To understand what Putin wants from the current talks with the US, it’s key to remember that the two sides are talking because the United States made a policy U-turn under Trump — not because of a fundamental change in Russian thinking.
Trump wants the war in Ukraine to end as soon as possible, even if it means further territorial losses for Ukraine.
This means Putin has little to lose from talking.
Trump has claimed that “Russia holds all the cards” in the war with Ukraine, but the battlefield has been mostly stalled for the past two years.
While Russia is making some incremental gains, it is definitely not winning – though this could change if the US was to stop supplying arms and intelligence to Ukraine.

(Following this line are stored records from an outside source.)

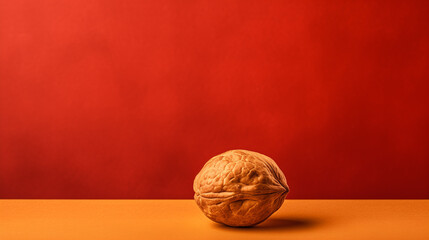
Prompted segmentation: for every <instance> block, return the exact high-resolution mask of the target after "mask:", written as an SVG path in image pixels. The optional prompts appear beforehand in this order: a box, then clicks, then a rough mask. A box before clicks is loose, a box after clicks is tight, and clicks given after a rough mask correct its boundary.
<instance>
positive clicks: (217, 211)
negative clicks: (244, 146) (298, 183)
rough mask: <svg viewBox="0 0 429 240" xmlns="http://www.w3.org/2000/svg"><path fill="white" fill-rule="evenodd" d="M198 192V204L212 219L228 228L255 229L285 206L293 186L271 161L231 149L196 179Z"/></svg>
mask: <svg viewBox="0 0 429 240" xmlns="http://www.w3.org/2000/svg"><path fill="white" fill-rule="evenodd" d="M194 191H195V195H194V199H195V201H196V202H197V204H198V206H199V207H200V208H201V210H202V211H203V212H204V214H205V215H206V216H207V217H208V218H210V219H211V220H213V221H215V222H218V223H223V224H225V225H228V226H253V225H256V224H258V223H261V222H263V221H264V220H266V219H267V218H268V217H269V216H271V214H273V213H274V212H275V211H277V210H278V209H279V208H280V207H281V205H282V204H283V201H284V199H285V197H286V194H287V193H288V192H289V187H288V185H287V182H286V178H285V176H284V174H283V172H282V171H281V170H280V168H279V167H278V166H277V164H276V163H275V162H274V160H272V159H271V158H269V157H267V156H265V155H263V154H260V153H257V152H252V151H247V150H231V151H227V152H225V153H222V154H220V155H217V156H215V157H213V158H211V159H210V160H209V161H208V162H207V163H206V164H205V165H204V167H203V168H202V169H201V171H200V172H199V173H198V175H197V176H196V177H195V180H194Z"/></svg>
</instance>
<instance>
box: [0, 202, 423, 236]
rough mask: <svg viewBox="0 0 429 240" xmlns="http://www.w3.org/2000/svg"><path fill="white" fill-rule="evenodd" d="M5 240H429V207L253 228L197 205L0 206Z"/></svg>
mask: <svg viewBox="0 0 429 240" xmlns="http://www.w3.org/2000/svg"><path fill="white" fill-rule="evenodd" d="M0 239H1V240H9V239H10V240H11V239H44V240H46V239H139V240H143V239H199V240H200V239H216V240H219V239H222V240H224V239H235V240H238V239H246V240H250V239H429V200H286V201H285V203H284V204H283V206H282V207H281V209H279V211H277V212H276V213H275V214H273V215H272V216H271V217H270V218H269V219H268V220H267V221H265V222H264V223H262V224H260V225H258V226H256V227H252V228H231V227H226V226H223V225H221V224H217V223H214V222H212V221H210V220H209V219H207V218H206V217H205V216H204V215H203V213H202V212H201V211H200V209H199V208H198V207H197V205H196V204H195V203H194V201H193V200H0Z"/></svg>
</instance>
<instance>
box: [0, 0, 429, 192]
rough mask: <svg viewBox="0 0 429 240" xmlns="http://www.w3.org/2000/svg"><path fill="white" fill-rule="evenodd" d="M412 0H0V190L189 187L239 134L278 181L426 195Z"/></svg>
mask: <svg viewBox="0 0 429 240" xmlns="http://www.w3.org/2000/svg"><path fill="white" fill-rule="evenodd" d="M428 3H429V1H424V0H423V1H352V2H347V1H319V0H313V1H262V0H260V1H249V0H243V1H230V0H228V1H174V0H171V1H159V0H153V1H120V0H118V1H102V0H100V1H94V0H89V1H88V0H79V1H76V0H73V1H65V0H64V1H58V0H51V1H50V0H40V1H31V0H28V1H21V0H0V197H1V198H191V197H192V196H193V190H192V182H193V179H194V176H195V175H196V174H197V172H198V171H199V170H200V169H201V167H202V165H203V164H204V163H205V162H206V161H207V160H208V159H209V158H210V157H212V156H214V155H216V154H219V153H221V152H223V151H226V150H229V149H236V148H244V149H249V150H254V151H258V152H261V153H264V154H266V155H268V156H271V157H272V158H274V159H275V160H276V161H277V162H278V165H279V166H280V167H281V168H282V169H283V171H284V172H285V174H286V177H287V178H288V181H289V184H290V186H291V194H290V197H291V198H428V197H429V107H428V103H429V97H428V94H429V24H428V23H429V5H428Z"/></svg>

“Putin went into Ukraine thinking that it will be an easy, quick operation. Three years on, he controls 20% of Ukraine, but at terrible, terrible cost. I mean, essentially the Russians are losing. The thing though is that the Ukrainians are losing faster,” leading Russia analyst Mark Galeotti told CNN.
For Putin and the people around him, Trump’s push for a ceasefire simply presents an opportunity to secure quick wins while keeping an eye on the long-term goals, he said.
“Putin is an opportunist. He likes creating dynamic, chaotic situations, which throw up a whole variety of opportunities. And then he can then just pick which opportunity appeals to him, and he can change his mind,” Galeotti said.